In the book there is a process of losing the family language at the same time as the English of schooling gains ground.

— My two languages ​​are Shona and English. I lived in the UK until we moved back to Zimbabwe and I started school. One of the things that surprises me the most, even today, is the great value given to English. I think that the more languages ​​you know, the better you can know the world. But the majority opinion is different. In fact, what is happening in Zimbabwe is that there is a very large backsliding of Shona speakers, which is the majority language. Even in rural areas of the country people speak a mixture of Shona and English. There is a part of our identity that is being lost.

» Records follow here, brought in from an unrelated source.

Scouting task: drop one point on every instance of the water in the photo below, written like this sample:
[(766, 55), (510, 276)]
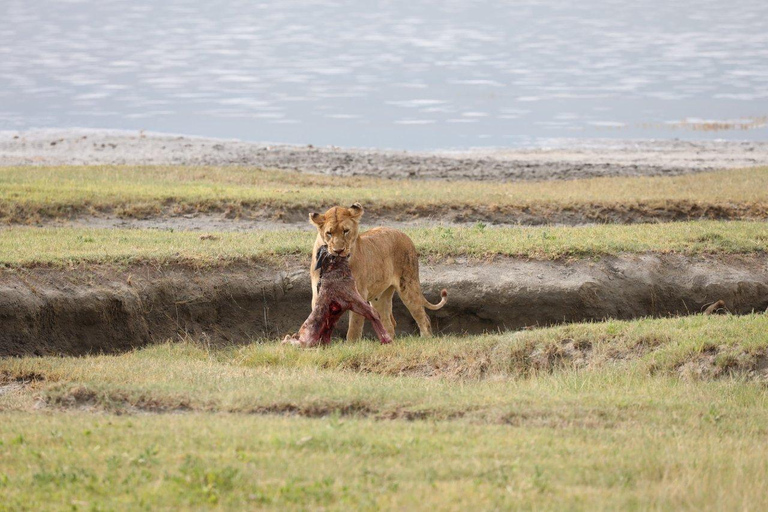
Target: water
[(409, 74)]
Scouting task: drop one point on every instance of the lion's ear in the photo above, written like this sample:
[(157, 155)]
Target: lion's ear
[(356, 210), (317, 219)]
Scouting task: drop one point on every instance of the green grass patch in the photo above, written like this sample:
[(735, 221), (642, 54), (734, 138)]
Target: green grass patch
[(28, 246), (498, 426), (27, 192)]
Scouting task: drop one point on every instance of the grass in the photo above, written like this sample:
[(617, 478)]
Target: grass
[(30, 193), (21, 246), (611, 422)]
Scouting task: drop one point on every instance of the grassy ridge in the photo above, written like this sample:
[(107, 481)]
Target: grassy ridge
[(61, 191), (26, 246), (621, 430), (473, 377)]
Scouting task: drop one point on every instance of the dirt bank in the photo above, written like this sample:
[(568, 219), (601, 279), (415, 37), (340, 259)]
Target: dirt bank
[(259, 218), (108, 309), (565, 160)]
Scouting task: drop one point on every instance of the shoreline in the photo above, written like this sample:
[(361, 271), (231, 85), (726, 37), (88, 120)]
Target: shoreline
[(572, 160)]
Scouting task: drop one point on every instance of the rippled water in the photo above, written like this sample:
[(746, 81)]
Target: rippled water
[(408, 74)]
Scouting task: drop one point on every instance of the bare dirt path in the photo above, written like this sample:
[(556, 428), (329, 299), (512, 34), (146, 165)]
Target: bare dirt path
[(565, 160), (110, 309)]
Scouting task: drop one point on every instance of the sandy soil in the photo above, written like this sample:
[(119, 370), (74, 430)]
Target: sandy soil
[(108, 309), (566, 160)]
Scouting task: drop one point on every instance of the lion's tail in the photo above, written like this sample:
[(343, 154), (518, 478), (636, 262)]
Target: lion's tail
[(434, 307)]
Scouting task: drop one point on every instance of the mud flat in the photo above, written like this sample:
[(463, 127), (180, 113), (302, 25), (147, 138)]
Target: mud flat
[(567, 160), (103, 308)]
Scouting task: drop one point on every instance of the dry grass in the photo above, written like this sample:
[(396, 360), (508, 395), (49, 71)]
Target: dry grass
[(33, 193), (626, 430), (22, 246)]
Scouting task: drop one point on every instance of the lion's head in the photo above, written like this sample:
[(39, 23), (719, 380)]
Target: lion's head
[(338, 228)]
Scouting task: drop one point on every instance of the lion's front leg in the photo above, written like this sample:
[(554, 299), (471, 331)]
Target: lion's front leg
[(355, 331)]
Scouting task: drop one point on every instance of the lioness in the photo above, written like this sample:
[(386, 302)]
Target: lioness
[(383, 261)]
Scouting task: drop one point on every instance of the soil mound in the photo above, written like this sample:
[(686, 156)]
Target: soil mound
[(108, 309)]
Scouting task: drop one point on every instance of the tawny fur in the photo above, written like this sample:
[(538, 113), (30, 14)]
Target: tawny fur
[(383, 261)]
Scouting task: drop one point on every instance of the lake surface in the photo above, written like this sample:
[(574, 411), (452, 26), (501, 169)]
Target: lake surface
[(408, 74)]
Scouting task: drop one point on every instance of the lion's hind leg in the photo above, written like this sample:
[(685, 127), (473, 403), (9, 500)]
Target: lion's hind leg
[(410, 294), (383, 306)]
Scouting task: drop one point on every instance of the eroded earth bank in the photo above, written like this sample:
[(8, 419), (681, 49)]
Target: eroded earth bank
[(102, 308)]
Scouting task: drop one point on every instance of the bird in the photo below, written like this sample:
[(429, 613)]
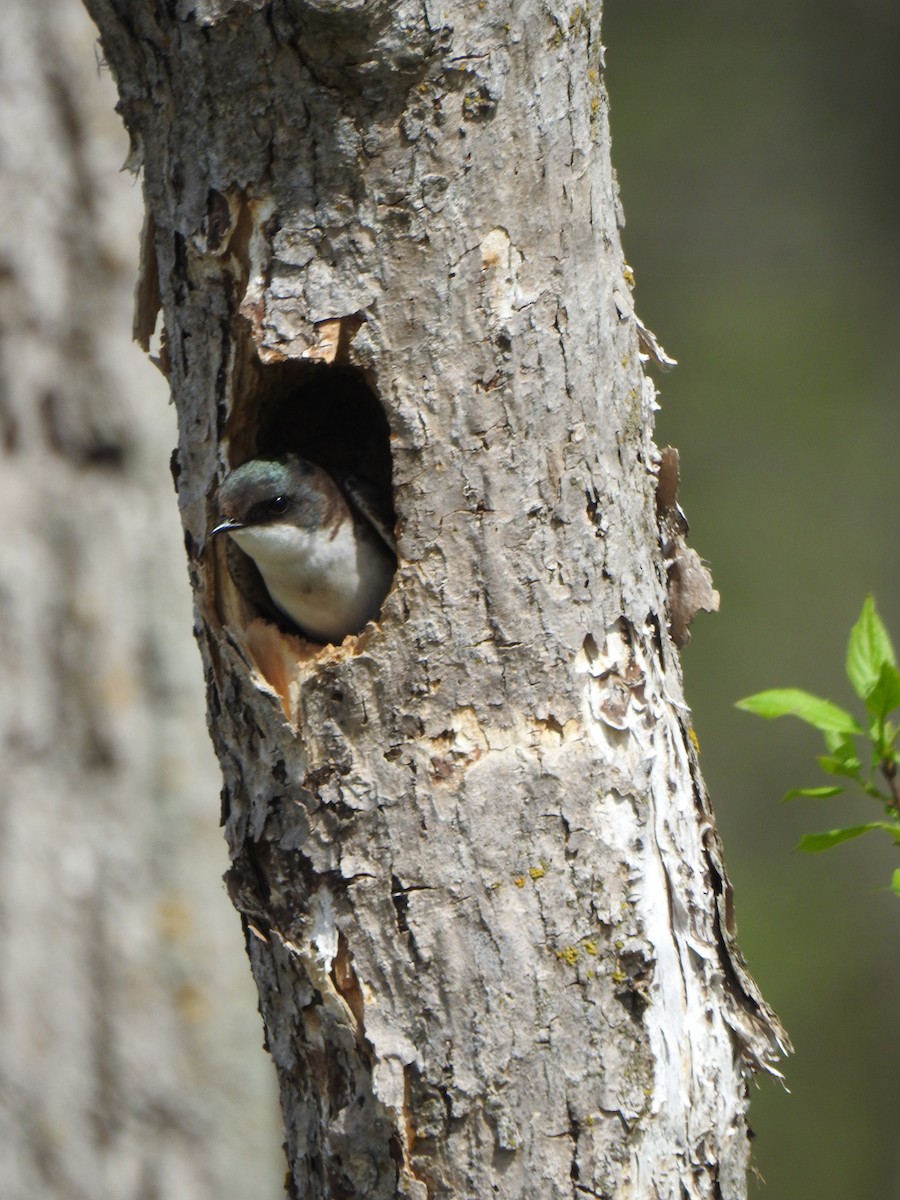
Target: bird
[(322, 544)]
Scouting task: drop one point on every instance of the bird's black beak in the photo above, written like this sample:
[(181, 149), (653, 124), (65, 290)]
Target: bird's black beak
[(227, 527)]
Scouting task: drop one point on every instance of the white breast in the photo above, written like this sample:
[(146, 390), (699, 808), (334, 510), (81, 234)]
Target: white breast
[(329, 585)]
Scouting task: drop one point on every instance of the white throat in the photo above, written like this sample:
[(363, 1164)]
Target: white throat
[(330, 583)]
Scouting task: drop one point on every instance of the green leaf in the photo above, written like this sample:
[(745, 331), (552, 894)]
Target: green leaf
[(815, 843), (885, 696), (843, 760), (869, 651), (816, 793), (795, 702)]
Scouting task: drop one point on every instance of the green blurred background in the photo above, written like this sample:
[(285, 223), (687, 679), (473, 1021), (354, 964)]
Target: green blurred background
[(757, 149)]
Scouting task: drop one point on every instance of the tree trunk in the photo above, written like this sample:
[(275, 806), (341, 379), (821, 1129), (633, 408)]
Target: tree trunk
[(124, 1018), (481, 885)]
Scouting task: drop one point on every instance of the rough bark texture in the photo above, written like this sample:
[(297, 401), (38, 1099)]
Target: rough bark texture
[(481, 886), (129, 1039)]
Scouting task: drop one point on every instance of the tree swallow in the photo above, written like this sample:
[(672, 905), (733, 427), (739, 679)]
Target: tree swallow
[(324, 552)]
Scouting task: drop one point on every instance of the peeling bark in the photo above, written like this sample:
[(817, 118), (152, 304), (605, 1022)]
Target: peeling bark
[(124, 1019), (481, 885)]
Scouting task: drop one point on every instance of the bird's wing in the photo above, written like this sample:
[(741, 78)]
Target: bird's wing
[(371, 503)]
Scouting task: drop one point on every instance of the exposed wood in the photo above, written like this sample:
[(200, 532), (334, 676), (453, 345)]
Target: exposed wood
[(481, 885)]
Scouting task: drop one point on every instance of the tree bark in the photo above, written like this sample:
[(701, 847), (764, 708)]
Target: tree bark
[(124, 1018), (481, 885)]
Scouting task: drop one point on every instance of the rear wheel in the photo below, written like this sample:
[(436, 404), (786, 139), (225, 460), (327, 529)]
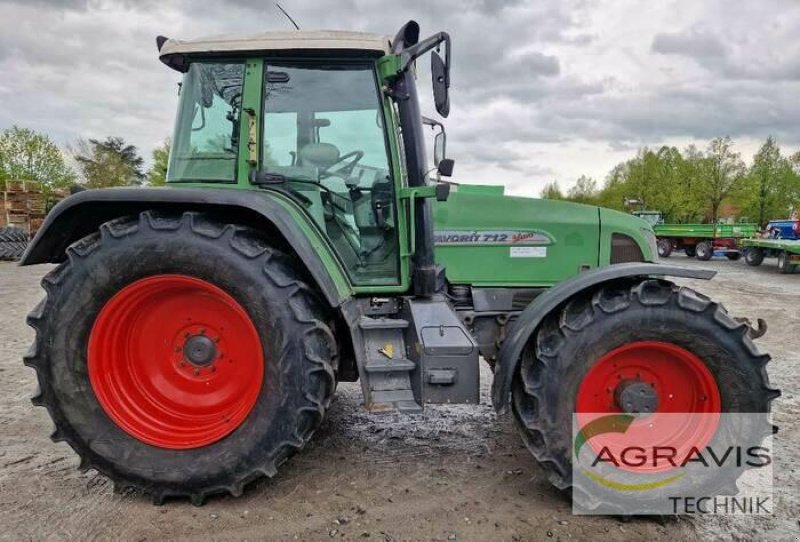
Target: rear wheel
[(664, 248), (691, 357), (181, 356), (754, 256), (704, 251)]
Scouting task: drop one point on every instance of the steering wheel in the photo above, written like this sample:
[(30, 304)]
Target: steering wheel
[(353, 157)]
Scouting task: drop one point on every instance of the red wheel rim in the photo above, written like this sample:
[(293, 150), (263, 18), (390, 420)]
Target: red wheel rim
[(175, 361), (688, 404)]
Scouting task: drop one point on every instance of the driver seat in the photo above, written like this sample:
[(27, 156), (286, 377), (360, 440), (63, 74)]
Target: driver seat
[(318, 155)]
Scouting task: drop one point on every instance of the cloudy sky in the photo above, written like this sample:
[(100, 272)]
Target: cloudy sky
[(541, 90)]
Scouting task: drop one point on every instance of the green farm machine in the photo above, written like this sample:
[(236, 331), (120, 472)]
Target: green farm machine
[(192, 336)]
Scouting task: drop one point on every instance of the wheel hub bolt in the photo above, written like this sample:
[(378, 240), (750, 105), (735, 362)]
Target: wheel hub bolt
[(199, 350), (636, 397)]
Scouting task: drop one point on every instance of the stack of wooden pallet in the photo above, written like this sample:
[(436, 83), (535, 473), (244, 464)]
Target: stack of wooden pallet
[(22, 205)]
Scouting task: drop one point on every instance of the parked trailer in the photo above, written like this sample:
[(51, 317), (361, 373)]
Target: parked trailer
[(786, 250), (702, 240)]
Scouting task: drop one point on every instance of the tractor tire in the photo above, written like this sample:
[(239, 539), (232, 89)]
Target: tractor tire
[(704, 251), (664, 248), (13, 242), (784, 265), (149, 314), (561, 361), (754, 256)]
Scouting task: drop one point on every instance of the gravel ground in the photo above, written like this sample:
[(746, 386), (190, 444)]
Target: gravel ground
[(453, 473)]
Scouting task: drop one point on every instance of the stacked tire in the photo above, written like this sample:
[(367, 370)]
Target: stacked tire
[(13, 242)]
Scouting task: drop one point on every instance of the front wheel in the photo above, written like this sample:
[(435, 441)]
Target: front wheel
[(704, 251), (648, 347), (181, 356), (754, 256)]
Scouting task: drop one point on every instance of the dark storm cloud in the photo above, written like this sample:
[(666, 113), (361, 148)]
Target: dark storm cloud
[(692, 44), (527, 75)]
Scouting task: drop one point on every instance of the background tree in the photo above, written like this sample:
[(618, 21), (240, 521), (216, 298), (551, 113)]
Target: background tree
[(27, 155), (107, 163), (724, 169), (157, 174), (551, 191), (766, 191)]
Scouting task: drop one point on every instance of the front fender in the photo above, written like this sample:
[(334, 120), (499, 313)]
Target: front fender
[(83, 213), (524, 327)]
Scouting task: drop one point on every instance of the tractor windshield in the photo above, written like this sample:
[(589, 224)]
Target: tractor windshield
[(206, 137)]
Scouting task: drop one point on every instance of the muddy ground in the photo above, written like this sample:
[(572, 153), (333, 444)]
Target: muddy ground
[(453, 473)]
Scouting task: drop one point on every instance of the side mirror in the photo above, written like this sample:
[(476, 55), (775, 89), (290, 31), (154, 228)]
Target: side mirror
[(442, 191), (440, 72), (439, 147), (445, 167)]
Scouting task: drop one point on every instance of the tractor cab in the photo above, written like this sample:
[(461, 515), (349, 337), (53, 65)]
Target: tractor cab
[(307, 114)]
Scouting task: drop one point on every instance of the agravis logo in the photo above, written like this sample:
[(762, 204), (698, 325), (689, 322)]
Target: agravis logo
[(644, 464)]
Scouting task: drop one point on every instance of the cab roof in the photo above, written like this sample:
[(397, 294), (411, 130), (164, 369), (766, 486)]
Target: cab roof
[(276, 41)]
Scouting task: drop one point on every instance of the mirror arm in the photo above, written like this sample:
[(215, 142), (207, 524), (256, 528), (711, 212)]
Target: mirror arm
[(410, 54)]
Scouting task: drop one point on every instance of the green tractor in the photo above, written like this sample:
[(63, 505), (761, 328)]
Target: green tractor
[(192, 337)]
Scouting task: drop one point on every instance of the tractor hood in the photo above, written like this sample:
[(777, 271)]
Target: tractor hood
[(484, 238)]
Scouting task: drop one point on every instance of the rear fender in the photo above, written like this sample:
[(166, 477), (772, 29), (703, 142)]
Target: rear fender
[(83, 213), (524, 327)]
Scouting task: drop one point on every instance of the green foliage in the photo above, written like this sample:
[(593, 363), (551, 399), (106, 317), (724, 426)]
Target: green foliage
[(724, 170), (157, 175), (26, 155), (107, 163), (771, 185), (695, 185)]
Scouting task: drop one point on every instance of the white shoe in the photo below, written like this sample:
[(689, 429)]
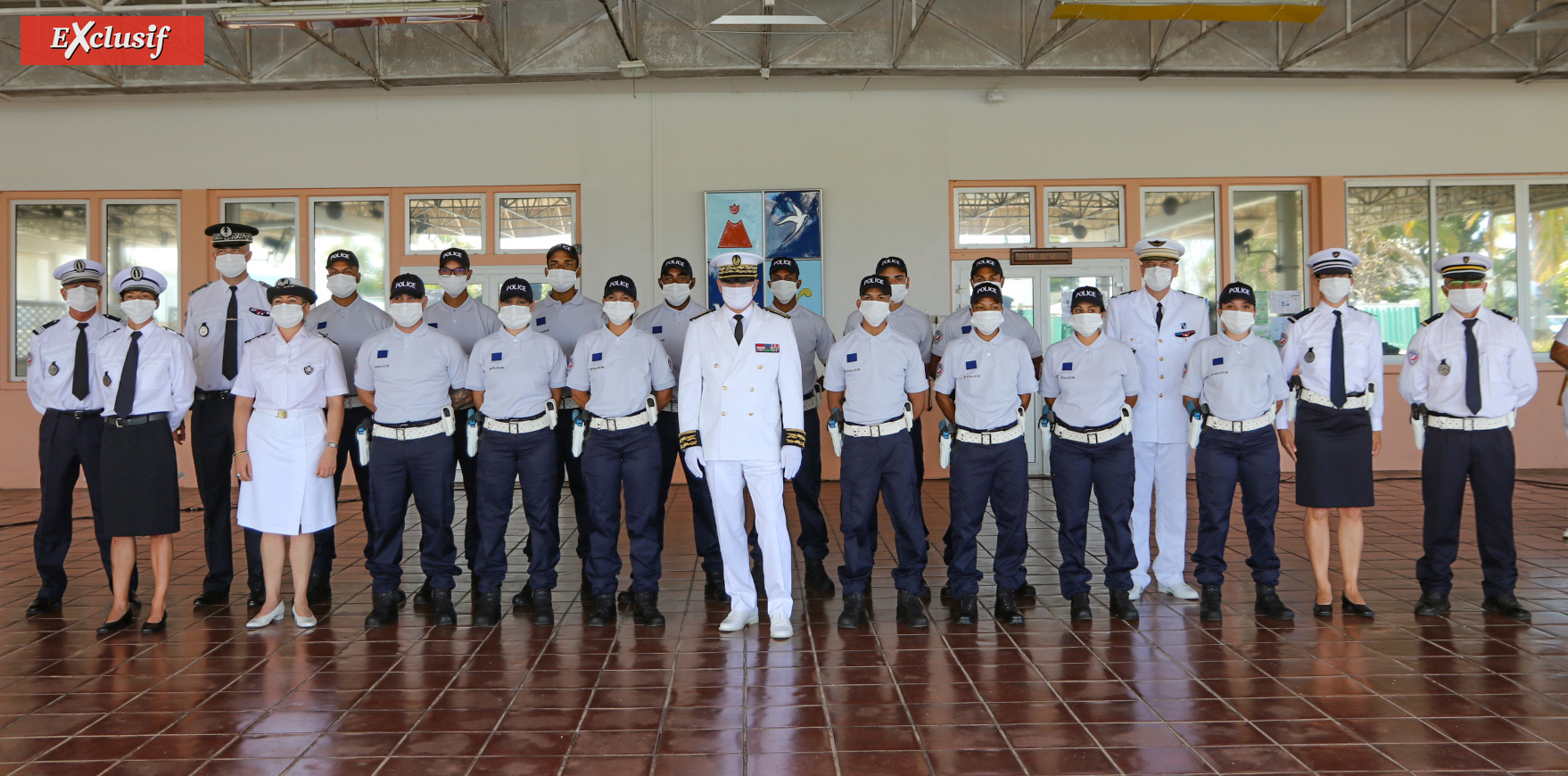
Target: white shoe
[(739, 620), (267, 620), (1179, 590)]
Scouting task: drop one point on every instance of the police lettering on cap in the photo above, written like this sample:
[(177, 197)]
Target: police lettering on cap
[(291, 287), (231, 235), (516, 289), (875, 281), (620, 283), (409, 285)]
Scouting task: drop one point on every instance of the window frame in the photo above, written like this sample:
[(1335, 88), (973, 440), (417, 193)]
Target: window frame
[(485, 219), (494, 229), (1034, 217)]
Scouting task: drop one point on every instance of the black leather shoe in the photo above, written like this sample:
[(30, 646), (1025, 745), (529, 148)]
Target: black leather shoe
[(604, 612), (318, 591), (116, 626), (1269, 606), (854, 610), (441, 607), (1506, 606), (1432, 604), (43, 606), (817, 579), (1361, 610), (1121, 607), (486, 608), (968, 610), (1007, 608), (383, 608), (1209, 604), (1079, 606), (645, 608), (543, 608)]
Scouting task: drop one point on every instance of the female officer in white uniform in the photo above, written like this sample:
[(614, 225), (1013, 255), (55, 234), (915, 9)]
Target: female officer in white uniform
[(287, 449)]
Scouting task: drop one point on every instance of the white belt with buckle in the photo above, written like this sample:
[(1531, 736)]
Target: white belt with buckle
[(990, 438), (1311, 397), (1241, 425), (408, 433), (518, 426), (891, 426)]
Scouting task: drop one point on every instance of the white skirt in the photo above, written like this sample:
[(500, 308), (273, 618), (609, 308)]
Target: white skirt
[(285, 494)]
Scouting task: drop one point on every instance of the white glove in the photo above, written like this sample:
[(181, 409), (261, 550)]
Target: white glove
[(789, 455), (695, 461)]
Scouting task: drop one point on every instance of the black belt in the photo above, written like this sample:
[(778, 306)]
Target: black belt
[(136, 420)]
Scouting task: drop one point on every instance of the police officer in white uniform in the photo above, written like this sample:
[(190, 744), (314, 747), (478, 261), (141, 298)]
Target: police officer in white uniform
[(875, 388), (1336, 356), (1090, 381), (60, 370), (984, 388), (620, 378), (465, 318), (668, 323), (814, 339), (347, 318), (516, 376), (566, 314), (219, 317), (1162, 325), (408, 376), (739, 386), (1466, 374), (1237, 384)]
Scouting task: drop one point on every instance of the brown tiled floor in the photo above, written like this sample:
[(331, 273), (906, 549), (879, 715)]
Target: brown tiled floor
[(1167, 697)]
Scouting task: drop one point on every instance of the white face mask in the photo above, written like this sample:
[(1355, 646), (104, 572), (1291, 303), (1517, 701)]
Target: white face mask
[(560, 279), (986, 320), (515, 316), (1085, 323), (1334, 289), (342, 285), (620, 312), (736, 297), (1239, 322), (1158, 277), (407, 314), (1466, 300), (82, 298), (138, 310), (875, 312), (229, 265), (453, 285), (676, 293), (784, 291)]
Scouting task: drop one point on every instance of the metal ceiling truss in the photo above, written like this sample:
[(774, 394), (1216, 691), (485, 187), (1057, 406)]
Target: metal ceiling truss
[(585, 39)]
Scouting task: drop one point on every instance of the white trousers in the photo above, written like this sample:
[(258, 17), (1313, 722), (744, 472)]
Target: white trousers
[(1160, 483), (726, 484)]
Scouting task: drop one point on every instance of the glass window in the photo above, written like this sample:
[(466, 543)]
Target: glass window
[(535, 223), (1548, 264), (996, 219), (1390, 229), (144, 234), (359, 226), (45, 235), (1270, 244), (440, 223), (1090, 217), (275, 250), (1189, 219)]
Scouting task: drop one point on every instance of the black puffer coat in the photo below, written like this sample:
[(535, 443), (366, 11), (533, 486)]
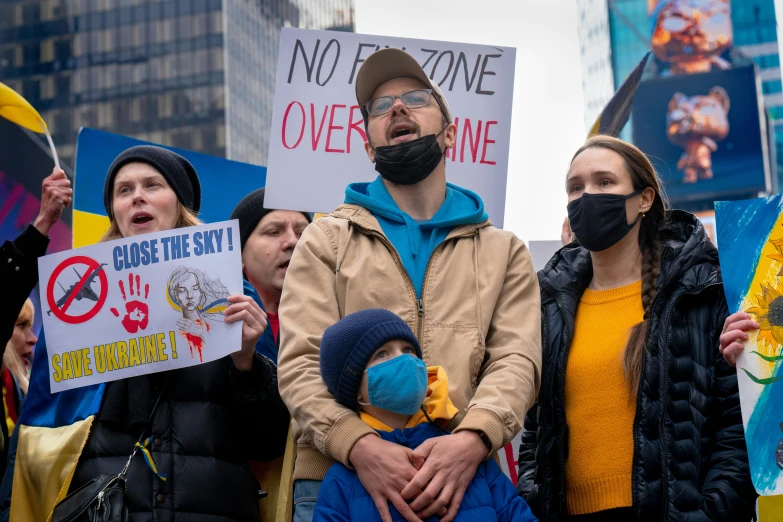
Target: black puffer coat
[(690, 460), (210, 421)]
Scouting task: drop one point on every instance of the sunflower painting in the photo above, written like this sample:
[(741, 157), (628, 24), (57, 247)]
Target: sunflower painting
[(769, 315), (750, 235)]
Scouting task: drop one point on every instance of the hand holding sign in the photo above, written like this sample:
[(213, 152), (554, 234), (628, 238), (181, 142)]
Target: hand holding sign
[(243, 308)]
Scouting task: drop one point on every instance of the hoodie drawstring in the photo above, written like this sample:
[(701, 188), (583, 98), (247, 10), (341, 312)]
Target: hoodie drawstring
[(342, 249), (478, 289)]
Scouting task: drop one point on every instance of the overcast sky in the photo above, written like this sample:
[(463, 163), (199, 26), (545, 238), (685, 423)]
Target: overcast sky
[(547, 119)]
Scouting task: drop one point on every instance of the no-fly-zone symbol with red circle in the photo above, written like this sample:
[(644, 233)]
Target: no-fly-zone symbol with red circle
[(81, 289)]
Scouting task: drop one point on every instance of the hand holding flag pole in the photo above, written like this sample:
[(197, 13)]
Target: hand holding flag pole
[(18, 110)]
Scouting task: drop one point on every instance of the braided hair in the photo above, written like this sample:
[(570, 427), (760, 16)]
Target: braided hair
[(643, 175)]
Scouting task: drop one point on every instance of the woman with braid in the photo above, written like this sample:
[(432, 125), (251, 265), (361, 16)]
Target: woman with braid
[(638, 417)]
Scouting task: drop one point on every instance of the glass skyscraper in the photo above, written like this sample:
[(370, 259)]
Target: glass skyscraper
[(194, 74)]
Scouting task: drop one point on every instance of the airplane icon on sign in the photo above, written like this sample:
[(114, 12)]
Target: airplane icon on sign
[(85, 292)]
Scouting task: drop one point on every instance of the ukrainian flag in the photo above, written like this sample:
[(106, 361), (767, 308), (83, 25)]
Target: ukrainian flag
[(750, 239), (50, 436)]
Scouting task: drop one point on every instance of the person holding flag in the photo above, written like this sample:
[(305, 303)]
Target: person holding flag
[(639, 414), (200, 424)]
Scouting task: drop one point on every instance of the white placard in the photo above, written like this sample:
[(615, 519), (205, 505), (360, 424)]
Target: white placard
[(317, 141), (140, 305)]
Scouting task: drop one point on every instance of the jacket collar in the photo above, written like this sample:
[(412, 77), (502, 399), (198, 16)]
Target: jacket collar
[(363, 218)]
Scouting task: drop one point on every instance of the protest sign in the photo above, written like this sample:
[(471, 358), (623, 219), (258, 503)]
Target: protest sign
[(141, 304), (317, 140), (750, 239)]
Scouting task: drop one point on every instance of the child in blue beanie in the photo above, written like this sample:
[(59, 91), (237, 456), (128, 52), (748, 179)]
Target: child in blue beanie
[(372, 363)]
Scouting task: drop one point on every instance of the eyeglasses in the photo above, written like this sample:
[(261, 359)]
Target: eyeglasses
[(411, 100)]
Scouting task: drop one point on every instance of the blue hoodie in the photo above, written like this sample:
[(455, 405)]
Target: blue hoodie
[(416, 240), (266, 344)]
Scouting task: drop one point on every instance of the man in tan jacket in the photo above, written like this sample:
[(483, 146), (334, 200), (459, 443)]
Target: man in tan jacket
[(425, 250)]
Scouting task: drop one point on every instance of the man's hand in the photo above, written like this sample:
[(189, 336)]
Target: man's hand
[(734, 335), (243, 308), (451, 463), (56, 194), (384, 469)]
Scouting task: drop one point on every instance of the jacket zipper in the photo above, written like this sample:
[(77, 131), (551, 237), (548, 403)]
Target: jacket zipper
[(664, 452), (636, 422), (561, 366), (398, 261)]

You were one of the first female writers in Zimbabwe to publish.

— There were authors who wrote in local languages, but none in English. I wrote the novel while studying Psychology at university. When I finished it, I sent it to the English publisher who had published Alice Walker [autora d’El color porpra]and the book spent four years in a basement.

Because?

— Until I visited the publisher, they had not looked at the book. There are voices we are not ready to hear yet. Perseverance is very important: you have to believe that the story you have to tell is worth it.

After the novel was published and received very good reviews, it took a long time to write. Then he studied cinema in Germany. He ended up directing several films from Zimbabwe.

— I have always defended that writers can work from our countries. This is very difficult, in Africa. There are very few places where the conditions are right for this to happen: I can only think of South Africa, Nigeria and Kenya. If we leave our continent it is difficult for us to tell authentic stories of the people who live there. After exporting our bodies and stripping us of the earth, the West now wants our creativity.

Do you want to write about the present of your country?

— I’m doing it. There are many problems in Zimbabwe, for now. Unemployment among young people is very high – barely 10% have an employment contract – and this has led to an increase in drug use. There has been a regression in access to education among girls after the pandemic. Child marriages have increased, and child prostitution has also increased.